A tender and largely unseen portrait by Picasso of his lover and muse Marie-Thérèse Walter, which the artist personally kept until his death, is to appear at auction for the first time.

The 1931 charcoal drawing shines light on one of the great love affairs of the 20th century and was made by Picasso when his affair with Walter was still a closely guarded secret.

It is “an absolute gem, it is so exquisitely beautiful,” said Helena Newman, worldwide head of Sotheby’s impressionist and modern art department. “He has applied a technique which gives an incredible intimacy to the work.

Marie-Therese Walter
Marie-Therese Walter was the mistress of Pablo Picasso between 1927 and 1936 and give birth to their daughter, Maya. Photograph: Apic/Getty Images

“It’s charcoal and is effectively the hand literally almost caressing her. It is just wonderful, it looks back to the great drawings of the Renaissance yet it is so incredibly modern and free and spontaneous and direct. It is like you are looking over his shoulder as he is drawing it.”

Picasso then 45 and unhappily married, fell for the 17-year-old Walter when he noticed her through the window of Galeries Lafayette in Paris in 1927. “I’m sure we shall do great things together. I’m Picasso,” he said to someone who had not the faintest idea who he was.

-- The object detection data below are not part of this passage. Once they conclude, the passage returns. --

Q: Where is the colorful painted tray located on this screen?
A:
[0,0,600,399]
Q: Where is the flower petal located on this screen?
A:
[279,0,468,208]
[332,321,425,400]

The chance meeting and subsequent affair was effectively Picasso being reborn, his grandson Olivier Widmaier Picasso has said.

She inspired paintings, drawings and sculptures, some of which are considered the greatest works from a career which spanned eight decades.

A 2018 Picasso exhibition at Tate Modern showed some of the many exhilarating and intense paintings she inspired.

The drawing appearing at auction is much more gentle and intimate. A testament of its personal importance is that Picasso kept it until his death, after which it passed to his son Bernard. It was bought by its present owner in 1986 and has not been seen nor publicly exhibited since.

Picasso’s 1932 Walter-inspired paintings have often attracted stratospheric prices. In 2010, Nude, Green Leaves and Bust sold for £66m while Le Rêve was bought for £103m by hedge fund manager Steven A Cohen from casino mogul Steve Wynn.

The new Picasso, titled Femme endormie, 1931, will be sold in a Sotheby’s evening sale on 28 July and has an estimate of £6m-£9m.

It is part of a private collection, accumulated over 40 years, of works that tell the story of 20th century European avant-garde art.

Sotheby’s called it a treasure trove. It is also selling works from the collection by artists including Wassily Kandinsky, Lyonel Feininger, Alberto Giacometti, Marc Chagall, August Macke and Jean Arp.

One of the standouts is an important cubist work by Fernand Léger, Nature morte, 1914, which has an estimate of £8-£12m and has not been seen since it was purchased in 1984.